Other studies have shown mixed results. A randomized clinical trial of 487 residents across 12 nursing homes found improvements in mobility, gait, balance, walking, bathing, and stair climbing, but no improvement in overall daily activity function. Smaller studies have reported everything from clear improvement to maintenance to deterioration, depending on the program design and the population studied. The takeaway is that restorative nursing likely slows functional decline for vulnerable residents, but it is not a guaranteed fix.
Education and Certification
Restorative nurses are licensed nurses first. Most hold an RN license, though some facilities employ LPNs in restorative roles under RN supervision. No separate license is required to practice restorative nursing, but specialized certification exists for those who want formal recognition of their expertise.
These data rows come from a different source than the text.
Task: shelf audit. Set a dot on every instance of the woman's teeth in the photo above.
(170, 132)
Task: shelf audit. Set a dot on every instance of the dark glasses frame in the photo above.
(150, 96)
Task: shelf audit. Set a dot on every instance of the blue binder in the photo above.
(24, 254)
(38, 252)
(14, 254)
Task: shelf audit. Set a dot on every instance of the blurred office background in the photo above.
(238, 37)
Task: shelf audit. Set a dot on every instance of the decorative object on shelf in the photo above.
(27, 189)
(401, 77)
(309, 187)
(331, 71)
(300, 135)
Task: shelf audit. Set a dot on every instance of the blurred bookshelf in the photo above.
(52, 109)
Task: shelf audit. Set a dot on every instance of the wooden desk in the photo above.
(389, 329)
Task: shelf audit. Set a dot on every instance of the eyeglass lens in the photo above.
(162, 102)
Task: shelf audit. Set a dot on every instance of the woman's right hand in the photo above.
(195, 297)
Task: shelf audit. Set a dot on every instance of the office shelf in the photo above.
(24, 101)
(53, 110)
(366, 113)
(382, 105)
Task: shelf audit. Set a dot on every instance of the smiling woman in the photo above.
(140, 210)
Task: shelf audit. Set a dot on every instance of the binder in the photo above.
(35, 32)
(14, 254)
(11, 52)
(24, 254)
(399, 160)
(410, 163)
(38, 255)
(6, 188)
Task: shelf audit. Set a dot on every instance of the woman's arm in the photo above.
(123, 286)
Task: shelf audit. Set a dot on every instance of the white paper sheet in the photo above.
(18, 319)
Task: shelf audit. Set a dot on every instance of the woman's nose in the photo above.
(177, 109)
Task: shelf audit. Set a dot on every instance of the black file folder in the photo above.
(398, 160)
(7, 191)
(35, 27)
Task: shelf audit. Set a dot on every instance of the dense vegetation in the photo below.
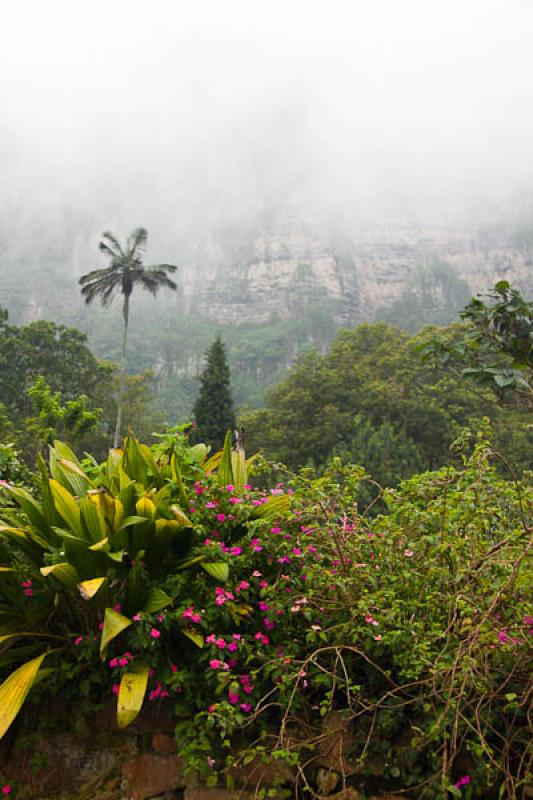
(377, 399)
(261, 617)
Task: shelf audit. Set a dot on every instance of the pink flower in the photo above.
(215, 663)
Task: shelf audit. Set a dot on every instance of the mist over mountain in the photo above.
(305, 168)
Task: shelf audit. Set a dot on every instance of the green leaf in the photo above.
(114, 623)
(193, 636)
(225, 470)
(89, 588)
(14, 691)
(65, 573)
(218, 569)
(240, 474)
(131, 693)
(156, 600)
(67, 507)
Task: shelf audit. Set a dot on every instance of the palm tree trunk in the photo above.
(120, 398)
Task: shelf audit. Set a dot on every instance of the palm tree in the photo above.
(125, 271)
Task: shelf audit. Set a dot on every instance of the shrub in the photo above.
(266, 618)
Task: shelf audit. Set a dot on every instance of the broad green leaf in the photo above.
(129, 521)
(225, 470)
(240, 474)
(93, 518)
(67, 507)
(32, 509)
(114, 623)
(156, 600)
(131, 693)
(14, 691)
(181, 517)
(64, 573)
(218, 569)
(274, 506)
(193, 636)
(176, 475)
(89, 588)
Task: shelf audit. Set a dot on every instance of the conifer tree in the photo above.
(213, 409)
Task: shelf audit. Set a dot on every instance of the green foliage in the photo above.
(496, 349)
(213, 408)
(46, 371)
(124, 273)
(378, 374)
(268, 618)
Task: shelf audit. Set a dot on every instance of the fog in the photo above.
(197, 118)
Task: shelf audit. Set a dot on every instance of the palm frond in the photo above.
(137, 240)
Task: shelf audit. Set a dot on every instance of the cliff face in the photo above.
(281, 275)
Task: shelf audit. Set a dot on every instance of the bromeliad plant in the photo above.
(93, 551)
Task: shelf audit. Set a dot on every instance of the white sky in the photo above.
(157, 111)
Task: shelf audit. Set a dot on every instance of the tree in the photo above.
(213, 409)
(125, 272)
(495, 348)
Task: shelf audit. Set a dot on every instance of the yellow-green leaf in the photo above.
(14, 691)
(240, 474)
(64, 572)
(193, 636)
(66, 507)
(218, 569)
(131, 694)
(114, 623)
(181, 517)
(156, 600)
(89, 588)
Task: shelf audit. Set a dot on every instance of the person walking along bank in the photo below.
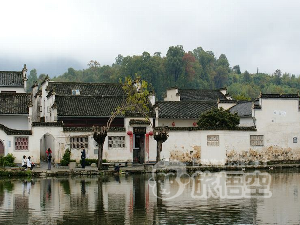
(29, 165)
(24, 162)
(49, 158)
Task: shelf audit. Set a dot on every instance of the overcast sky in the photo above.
(68, 33)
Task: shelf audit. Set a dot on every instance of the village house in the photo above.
(15, 112)
(61, 115)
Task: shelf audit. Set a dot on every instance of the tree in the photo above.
(236, 69)
(160, 135)
(218, 119)
(32, 78)
(136, 100)
(247, 77)
(174, 63)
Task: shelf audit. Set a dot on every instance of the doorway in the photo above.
(1, 149)
(47, 141)
(139, 145)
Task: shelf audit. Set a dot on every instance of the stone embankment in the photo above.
(89, 171)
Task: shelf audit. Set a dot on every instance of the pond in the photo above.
(204, 198)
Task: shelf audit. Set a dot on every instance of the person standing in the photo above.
(24, 162)
(48, 151)
(49, 158)
(29, 163)
(83, 155)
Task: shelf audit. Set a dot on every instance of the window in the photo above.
(295, 140)
(257, 140)
(21, 143)
(116, 142)
(212, 140)
(79, 142)
(75, 92)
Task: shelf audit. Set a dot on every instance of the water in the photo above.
(132, 199)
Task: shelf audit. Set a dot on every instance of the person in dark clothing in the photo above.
(117, 168)
(49, 158)
(83, 155)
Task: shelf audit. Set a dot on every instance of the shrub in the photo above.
(8, 160)
(66, 158)
(88, 162)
The Certified Rehabilitation Registered Nurse (CRRN) credential, offered by the Association of Rehabilitation Nurses, is the primary certification in this space. Applicants need professional references from two colleagues who can verify their rehabilitation nursing experience. One reference must come from a direct supervisor or another CRRN, and the second can be any colleague such as a nurse, physician, therapist, or social worker. The certification involves passing an examination that covers rehabilitation nursing principles and practice.
For nursing assistants moving into restorative roles, the path is different. RNAs complete a facility-based or state-approved training program that covers therapeutic techniques specific to restorative care. These programs are shorter and more focused than RN education, typically building on the assistant’s existing CNA certification with specialized skills in mobility training, positioning, and functional maintenance.
Where Restorative Nurses Work
The vast majority of restorative nursing positions are in long-term care settings: nursing homes, skilled nursing facilities, and extended care units within hospitals. These are the environments where residents live for months or years and face the highest risk of gradual functional decline from inactivity, chronic illness, or aging.
Some assisted living communities and home health agencies also employ restorative nurses, particularly for residents transitioning out of skilled therapy. In any setting, the restorative nurse serves as a bridge between the therapy team and the floor nursing staff, translating clinical rehabilitation goals into practical daily routines that keep residents as independent as possible.